Il en résulte un désastre social. Les quelque 100 millions de migrants qui voyagent pour trouver du travail sont privés de toute ressource et souvent confrontés à la famine. Plusieurs dizaines de millions des 140 millions de travailleurs précaires ont basculé dans la pauvreté, dont Gandhi rappelait qu’elle « est la pire forme de violence ». Avec pour conséquence la chute de la scolarisation et la remontée en flèche du travail des enfants.
Au plan géopolitique, la tension avec la Chine s’est exacerbée au Ladakh, dans l’Himalaya, avec le face-à-face entre soldats des deux armées le 15 juin qui a fait 20 morts côté indien pour des pertes inconnues côté chinois. Il en va de même avec le Pakistan depuis la suppression du statut d’autonomie et le strict confinement du Cachemire, décrété par New Delhi en août 2019. L’intérêt des trois pays – tous dotés de l’arme nucléaire – serait la désescalade. Mais les dirigeants, sous la pression d’opinions chauffées à blanc par les discours nationalistes, sont engagés dans une surenchère.

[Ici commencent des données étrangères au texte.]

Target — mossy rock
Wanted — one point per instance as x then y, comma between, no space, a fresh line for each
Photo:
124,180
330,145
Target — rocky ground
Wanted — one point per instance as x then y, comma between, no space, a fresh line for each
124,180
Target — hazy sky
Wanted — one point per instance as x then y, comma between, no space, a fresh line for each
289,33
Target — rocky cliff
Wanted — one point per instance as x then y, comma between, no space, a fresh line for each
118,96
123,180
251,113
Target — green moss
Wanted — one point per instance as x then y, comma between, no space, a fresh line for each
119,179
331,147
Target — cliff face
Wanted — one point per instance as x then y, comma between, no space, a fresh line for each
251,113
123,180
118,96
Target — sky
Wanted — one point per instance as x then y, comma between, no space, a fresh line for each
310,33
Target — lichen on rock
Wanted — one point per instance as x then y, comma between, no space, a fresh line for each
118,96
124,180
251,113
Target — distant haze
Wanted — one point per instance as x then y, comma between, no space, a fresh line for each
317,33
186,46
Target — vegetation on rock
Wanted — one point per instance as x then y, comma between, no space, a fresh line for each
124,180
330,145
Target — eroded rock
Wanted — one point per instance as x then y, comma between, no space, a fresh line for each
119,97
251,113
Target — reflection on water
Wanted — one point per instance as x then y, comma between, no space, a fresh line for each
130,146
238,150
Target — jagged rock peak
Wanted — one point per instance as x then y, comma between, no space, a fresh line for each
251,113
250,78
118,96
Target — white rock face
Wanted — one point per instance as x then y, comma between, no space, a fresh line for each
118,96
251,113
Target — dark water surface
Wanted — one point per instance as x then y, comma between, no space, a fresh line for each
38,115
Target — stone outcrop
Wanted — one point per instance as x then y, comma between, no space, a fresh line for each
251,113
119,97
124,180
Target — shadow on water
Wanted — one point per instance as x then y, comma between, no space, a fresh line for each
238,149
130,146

New Delhi et Pékin ont envoyé de puissants renforts dans l’Himalaya. L’Inde, qui dispose du troisième budget militaire mondial – doté de 71 milliards de dollars – après la Chine (261 milliards de dollars), accélère son réarmement, ce que symbolise la réception des 5 premiers Rafale qui seront déployés à la frontière chinoise. Elle a mis en place des sanctions contre la technologie chinoise avec l’interdiction de 59 applications, dont TikTok, en juillet dernier. Enfin, Modi s’est rapproché des États-Unis, du Japon et de l’Australie dans le cadre du Quad.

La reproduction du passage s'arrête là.